By Christopher Zoukis

Together, these three categories of affluent customers control the bulk of the wealth in the United States, which means in the world. They represent untold buying power. What is even more interesting is how they handle their money. Their perspective of money is as different from the average person’s as their wealth is greater.

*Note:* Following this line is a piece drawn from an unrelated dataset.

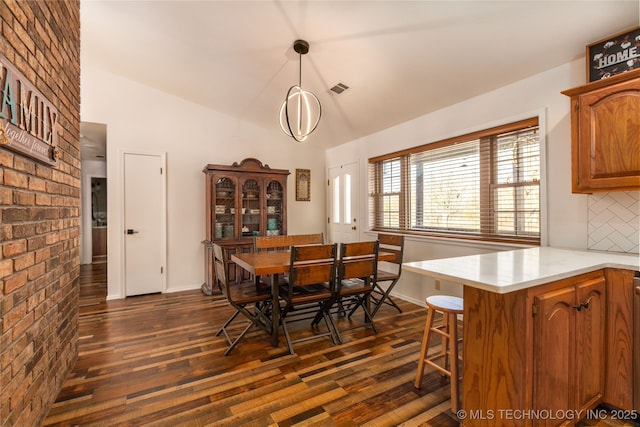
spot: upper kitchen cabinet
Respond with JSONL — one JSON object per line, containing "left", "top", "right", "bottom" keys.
{"left": 562, "top": 69, "right": 640, "bottom": 193}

For one, the wealthy insist that their money work for them. They utilize their money to make more money. The wealthy want the money they deposit in the bank to draw interest. But they do not view the interest the bank pays as an investment. The same holds true for CDs. CDs are not an investment. To the wealthy, CDs and bank deposits are nothing more than a place where they keep their money until the money can be truly invested in a much more profitable venture.  Image courtesy elephantjournal.com

Wealthy people invest in stocks. They study the stock market and do not depend on hot-tips or touted stocks. Discipline and management are vital aspects of their stock investments. Their risk of loss is low because they buy cheap and sell high, and they accomplish that through sound information and research.

The Money Times, November 2012, reported that rich executives bought the following stocks: Allscripts-Misys, which yielded a 52-week return of 73.1%. Cincinnati Financial, which yielded 25.8% at the end of 52-weeks. Dow Chemical, which provided a 52-week return of 35.2%. Exelixis, which returned 62.9%, and Fortune Brands, which returned 50.4%.